Tinkering

Tinkering is a very important concept that I find myself explaining to people now and then. I thought It would be good to gather in a post, some of those quotes related to tinkering that have framed it for me.

Those Quotes

“An overwhelming majority of the time, it is the Great Tinkerer that arrives at something, via experimentation; only later does theory follow. Sometimes the discovery and the theory are many years apart.”

— Radek Osmulski, Meta Learning.

Nature works as a tinkerer. It innovates with the materials it has in its surroundings, and works towards achieving maximum results with minimal effort.”

— Pranay Lal (Indica)

“Tinkering is what happens when you try something you don’t quite know how to do, guided by whim, imagination, and curiosity. When you tinker, there are no instructions—but there are also no failures, no right or wrong ways of doing things. It’s about figuring out how things work and reworking them. Contraptions, machines, widely mismatched objects working in harmony — this is the stuff of tinkering. Tinkering is, at its most basic, a process that marries play and inquiry.”

— Massimo Banzi.

“Obliquity describes the process of achieving complex objectives indirectly. In general, oblique approaches recognize that complex objectives tend to be imprecisely defined and contain many elements that are not necessarily or obviously compatible with one another, and that we learn about the nature of the objectives and the means of achieving them during a process of experiment and discovery. Oblique approaches often step backward to move forward.”

—John Kay, Obliquity

“A life of making isn’t a series of shows, or projects, or productions, or things: it is an everyday practice. It is a practice of questions more than answers, of waiting to find what you need more often than knowing what you need to do. Waiting, like listening and meandering, is best when it is an active and not a passive state.”

— Ann Hamilton

“A work of bricolage is never science, [Jared,] but it can still astound, make sense, and stimulate thought. It can still impress with its veracity, validity, soundness, and cogency.”
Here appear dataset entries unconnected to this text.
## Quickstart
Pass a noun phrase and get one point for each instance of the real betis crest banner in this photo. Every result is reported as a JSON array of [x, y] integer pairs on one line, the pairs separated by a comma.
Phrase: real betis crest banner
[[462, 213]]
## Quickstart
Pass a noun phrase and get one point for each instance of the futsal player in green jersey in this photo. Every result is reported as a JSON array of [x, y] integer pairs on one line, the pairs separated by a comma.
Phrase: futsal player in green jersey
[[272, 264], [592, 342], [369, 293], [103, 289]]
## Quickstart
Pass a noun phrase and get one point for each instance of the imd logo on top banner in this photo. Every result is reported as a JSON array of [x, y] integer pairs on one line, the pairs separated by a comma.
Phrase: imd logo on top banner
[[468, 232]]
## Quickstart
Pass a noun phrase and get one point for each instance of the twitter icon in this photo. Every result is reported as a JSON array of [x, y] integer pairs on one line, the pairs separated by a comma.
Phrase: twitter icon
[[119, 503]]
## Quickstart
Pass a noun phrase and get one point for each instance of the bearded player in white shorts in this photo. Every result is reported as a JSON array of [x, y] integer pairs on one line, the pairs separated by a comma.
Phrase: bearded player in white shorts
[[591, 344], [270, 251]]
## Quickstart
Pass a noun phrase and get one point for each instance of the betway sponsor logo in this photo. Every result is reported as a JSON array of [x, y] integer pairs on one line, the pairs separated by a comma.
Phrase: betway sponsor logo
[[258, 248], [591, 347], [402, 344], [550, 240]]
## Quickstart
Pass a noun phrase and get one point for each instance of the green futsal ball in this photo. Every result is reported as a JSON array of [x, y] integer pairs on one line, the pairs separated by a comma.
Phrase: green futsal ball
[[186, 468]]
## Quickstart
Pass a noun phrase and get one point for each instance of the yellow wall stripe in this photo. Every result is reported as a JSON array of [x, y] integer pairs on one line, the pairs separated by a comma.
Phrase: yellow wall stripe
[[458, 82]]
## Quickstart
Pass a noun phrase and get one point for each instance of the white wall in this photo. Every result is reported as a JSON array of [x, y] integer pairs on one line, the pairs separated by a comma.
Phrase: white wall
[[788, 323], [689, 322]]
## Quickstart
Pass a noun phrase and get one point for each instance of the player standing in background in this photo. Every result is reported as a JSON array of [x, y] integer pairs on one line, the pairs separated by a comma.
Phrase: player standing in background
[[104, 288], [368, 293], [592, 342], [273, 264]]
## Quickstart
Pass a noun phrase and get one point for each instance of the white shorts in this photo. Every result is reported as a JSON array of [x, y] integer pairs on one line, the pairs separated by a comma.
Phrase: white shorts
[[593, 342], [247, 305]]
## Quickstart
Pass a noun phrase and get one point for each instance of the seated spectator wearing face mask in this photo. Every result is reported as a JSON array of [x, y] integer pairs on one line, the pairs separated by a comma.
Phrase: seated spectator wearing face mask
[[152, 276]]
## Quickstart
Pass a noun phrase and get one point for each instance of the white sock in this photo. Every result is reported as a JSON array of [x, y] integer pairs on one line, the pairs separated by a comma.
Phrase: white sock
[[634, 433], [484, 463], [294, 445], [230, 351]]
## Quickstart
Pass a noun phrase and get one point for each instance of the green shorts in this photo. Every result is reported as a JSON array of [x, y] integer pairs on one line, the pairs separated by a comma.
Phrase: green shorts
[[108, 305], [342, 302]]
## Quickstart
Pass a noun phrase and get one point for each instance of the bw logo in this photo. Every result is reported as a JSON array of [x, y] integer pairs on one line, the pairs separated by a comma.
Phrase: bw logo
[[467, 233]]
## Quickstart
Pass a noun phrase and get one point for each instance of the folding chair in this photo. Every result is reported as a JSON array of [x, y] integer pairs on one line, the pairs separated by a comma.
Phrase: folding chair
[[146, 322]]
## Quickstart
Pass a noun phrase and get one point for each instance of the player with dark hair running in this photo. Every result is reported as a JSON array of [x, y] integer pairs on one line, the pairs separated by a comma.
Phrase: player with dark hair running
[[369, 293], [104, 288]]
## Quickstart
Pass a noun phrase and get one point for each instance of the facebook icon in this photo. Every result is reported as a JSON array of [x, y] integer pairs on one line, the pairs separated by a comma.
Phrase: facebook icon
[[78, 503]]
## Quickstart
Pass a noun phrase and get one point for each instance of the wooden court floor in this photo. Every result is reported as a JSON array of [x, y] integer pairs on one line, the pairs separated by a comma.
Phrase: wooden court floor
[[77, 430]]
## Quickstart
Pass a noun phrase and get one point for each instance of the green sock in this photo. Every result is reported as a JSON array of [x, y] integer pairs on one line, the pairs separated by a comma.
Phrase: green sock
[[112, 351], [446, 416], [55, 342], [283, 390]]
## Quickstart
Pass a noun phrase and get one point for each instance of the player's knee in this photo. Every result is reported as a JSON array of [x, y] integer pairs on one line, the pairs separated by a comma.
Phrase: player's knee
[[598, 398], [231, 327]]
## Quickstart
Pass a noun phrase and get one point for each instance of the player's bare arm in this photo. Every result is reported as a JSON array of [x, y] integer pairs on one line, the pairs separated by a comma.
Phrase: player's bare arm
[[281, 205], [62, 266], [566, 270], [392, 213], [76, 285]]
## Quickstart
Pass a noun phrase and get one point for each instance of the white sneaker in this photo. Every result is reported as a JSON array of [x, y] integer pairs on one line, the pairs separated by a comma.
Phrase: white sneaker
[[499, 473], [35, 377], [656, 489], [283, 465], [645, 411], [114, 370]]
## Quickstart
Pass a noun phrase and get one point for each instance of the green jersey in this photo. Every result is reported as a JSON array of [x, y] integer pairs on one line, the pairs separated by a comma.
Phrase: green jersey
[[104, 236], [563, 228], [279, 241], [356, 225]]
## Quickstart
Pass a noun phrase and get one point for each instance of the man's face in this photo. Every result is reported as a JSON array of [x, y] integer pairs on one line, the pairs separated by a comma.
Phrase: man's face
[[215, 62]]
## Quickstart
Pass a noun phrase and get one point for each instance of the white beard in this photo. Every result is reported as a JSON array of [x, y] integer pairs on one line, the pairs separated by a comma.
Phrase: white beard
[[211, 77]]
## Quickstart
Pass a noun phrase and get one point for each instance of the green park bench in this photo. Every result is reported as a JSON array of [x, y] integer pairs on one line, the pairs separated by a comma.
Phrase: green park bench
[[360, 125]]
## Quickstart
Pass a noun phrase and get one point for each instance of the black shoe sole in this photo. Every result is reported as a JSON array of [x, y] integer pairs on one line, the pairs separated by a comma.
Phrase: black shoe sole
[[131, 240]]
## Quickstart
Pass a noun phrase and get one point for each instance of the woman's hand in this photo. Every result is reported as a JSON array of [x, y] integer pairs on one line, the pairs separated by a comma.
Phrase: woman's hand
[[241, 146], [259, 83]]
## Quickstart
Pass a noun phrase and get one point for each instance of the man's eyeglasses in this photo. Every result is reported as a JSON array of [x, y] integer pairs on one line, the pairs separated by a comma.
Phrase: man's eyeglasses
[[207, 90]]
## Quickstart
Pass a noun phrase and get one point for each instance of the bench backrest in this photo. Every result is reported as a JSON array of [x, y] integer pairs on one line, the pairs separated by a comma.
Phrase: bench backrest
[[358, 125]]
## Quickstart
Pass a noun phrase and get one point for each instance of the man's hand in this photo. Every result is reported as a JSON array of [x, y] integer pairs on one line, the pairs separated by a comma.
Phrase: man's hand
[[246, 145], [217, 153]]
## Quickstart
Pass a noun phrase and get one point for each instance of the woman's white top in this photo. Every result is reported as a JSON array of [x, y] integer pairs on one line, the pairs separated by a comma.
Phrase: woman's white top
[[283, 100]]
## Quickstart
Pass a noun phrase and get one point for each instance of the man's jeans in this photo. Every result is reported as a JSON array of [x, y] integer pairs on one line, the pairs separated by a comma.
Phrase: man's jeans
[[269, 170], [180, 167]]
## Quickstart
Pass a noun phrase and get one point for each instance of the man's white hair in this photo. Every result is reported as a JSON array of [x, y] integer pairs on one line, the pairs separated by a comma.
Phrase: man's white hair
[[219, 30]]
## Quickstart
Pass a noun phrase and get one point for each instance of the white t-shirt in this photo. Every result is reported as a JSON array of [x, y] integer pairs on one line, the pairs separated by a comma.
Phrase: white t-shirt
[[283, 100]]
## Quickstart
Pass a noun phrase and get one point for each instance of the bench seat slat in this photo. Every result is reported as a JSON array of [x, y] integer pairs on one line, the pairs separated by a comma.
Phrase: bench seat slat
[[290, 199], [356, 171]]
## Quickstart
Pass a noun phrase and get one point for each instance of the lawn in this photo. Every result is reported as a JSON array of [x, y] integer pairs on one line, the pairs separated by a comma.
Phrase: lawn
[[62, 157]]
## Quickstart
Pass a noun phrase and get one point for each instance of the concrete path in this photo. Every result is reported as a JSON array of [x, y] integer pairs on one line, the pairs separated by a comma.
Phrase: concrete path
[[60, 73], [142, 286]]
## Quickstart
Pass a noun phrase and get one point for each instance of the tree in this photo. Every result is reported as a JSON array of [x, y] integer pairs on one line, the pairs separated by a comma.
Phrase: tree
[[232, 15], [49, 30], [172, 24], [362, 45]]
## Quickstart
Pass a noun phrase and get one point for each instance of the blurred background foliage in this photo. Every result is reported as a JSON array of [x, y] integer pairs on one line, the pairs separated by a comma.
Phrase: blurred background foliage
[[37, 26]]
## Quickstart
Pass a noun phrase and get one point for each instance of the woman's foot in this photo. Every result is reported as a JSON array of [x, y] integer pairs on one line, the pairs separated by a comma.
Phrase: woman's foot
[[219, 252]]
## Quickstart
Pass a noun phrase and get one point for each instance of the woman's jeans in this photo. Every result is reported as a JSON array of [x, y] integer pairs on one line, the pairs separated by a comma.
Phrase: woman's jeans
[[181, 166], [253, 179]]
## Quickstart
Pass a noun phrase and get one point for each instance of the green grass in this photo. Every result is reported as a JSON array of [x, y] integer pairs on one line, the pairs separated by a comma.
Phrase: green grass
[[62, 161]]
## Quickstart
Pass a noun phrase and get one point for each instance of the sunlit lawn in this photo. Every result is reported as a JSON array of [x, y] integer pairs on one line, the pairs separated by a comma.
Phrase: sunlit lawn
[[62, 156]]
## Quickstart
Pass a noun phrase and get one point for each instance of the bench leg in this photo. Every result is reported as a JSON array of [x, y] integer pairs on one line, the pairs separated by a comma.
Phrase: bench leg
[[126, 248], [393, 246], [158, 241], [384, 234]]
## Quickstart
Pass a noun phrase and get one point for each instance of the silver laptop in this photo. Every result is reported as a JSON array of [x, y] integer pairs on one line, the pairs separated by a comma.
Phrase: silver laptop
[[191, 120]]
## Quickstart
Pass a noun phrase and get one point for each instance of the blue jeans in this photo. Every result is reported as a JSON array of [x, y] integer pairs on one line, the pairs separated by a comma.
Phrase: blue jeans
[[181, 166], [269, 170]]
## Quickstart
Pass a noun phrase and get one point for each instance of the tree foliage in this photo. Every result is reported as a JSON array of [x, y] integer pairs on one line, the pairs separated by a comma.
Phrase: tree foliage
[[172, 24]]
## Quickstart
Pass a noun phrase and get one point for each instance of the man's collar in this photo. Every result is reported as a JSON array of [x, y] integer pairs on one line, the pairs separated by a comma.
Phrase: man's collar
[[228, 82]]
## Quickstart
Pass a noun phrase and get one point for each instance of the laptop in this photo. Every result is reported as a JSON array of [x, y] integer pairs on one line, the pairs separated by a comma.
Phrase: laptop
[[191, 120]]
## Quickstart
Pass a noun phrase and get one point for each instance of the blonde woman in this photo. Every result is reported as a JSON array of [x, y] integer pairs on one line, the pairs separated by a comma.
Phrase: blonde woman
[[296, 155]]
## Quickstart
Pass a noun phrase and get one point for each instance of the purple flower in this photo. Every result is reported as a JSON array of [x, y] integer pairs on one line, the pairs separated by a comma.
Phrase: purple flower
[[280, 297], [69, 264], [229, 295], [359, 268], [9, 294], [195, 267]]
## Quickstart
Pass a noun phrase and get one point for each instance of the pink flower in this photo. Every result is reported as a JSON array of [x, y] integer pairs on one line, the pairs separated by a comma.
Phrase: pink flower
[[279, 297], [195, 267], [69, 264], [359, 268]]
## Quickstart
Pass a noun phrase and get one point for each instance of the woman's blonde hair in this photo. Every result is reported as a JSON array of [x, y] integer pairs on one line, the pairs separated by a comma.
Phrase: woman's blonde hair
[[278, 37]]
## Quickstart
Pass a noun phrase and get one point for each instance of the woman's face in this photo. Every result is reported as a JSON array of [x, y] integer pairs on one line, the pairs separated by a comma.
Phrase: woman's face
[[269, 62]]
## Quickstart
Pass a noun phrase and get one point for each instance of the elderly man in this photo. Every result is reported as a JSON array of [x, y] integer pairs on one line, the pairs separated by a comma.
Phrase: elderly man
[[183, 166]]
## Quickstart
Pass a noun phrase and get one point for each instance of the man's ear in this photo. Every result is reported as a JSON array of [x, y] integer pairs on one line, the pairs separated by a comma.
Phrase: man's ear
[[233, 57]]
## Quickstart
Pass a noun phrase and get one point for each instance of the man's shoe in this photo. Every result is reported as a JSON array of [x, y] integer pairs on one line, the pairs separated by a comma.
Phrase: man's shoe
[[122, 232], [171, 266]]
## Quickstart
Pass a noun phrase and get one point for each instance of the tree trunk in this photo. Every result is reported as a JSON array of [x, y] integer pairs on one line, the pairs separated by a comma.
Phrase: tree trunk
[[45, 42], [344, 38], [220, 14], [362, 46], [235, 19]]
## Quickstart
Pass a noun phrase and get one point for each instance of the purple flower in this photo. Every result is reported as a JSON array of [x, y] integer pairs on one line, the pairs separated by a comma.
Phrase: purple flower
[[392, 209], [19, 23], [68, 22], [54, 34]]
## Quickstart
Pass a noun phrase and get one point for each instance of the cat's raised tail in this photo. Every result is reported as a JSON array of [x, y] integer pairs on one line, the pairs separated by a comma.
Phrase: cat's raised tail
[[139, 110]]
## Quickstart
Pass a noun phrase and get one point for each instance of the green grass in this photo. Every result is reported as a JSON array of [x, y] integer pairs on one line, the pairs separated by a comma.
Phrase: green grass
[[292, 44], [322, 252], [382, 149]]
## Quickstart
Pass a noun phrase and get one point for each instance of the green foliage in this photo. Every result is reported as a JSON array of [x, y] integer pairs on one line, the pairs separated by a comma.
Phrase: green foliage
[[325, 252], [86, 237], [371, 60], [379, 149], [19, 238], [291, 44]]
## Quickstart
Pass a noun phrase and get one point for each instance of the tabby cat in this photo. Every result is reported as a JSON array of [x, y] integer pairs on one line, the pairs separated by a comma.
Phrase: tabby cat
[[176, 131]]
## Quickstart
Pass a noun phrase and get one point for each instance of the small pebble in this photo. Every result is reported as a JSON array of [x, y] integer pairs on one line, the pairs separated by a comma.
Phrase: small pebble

— Daniel Quinn, The Story of B.

“The experience of understanding involves a shift from what seems initially chaotic or formless, to a coherent stable form or picture, a Gestalt - or from an existing Gestalt to a new and better one, that seems richer than the one it replaces.”

— Ian Mc Gilchrist, The Matter with Things.

What if the music is not Mozart, but something like some sublime jazz, or and Indian raga or Portugese fado? Something we improvise - within bounds. Whatever it is will emerge from a balance of freedom and constraint. It won’t exist until it is being performed: no-one can know exactly what it will be like. But it will not be random: It will emerge from the player’s continuous interaction, and from the music’s own ‘history’ as it unfolds; what comes next will be anticipated by what has gone before. It will also be moulded by the imagination, skill and training we bring, our past experience of playing (together and apart), the conventions of certain traditions, and shared expectations, quite apart from the fundamental laws of acoustics. Our co-creation of the music does not occur ex nihilo, and is not just a projection of ourselves. yet we, and you partake of its making, even if we are only listeners.”

— Ian Mc Gilchrist, The Matter with Things.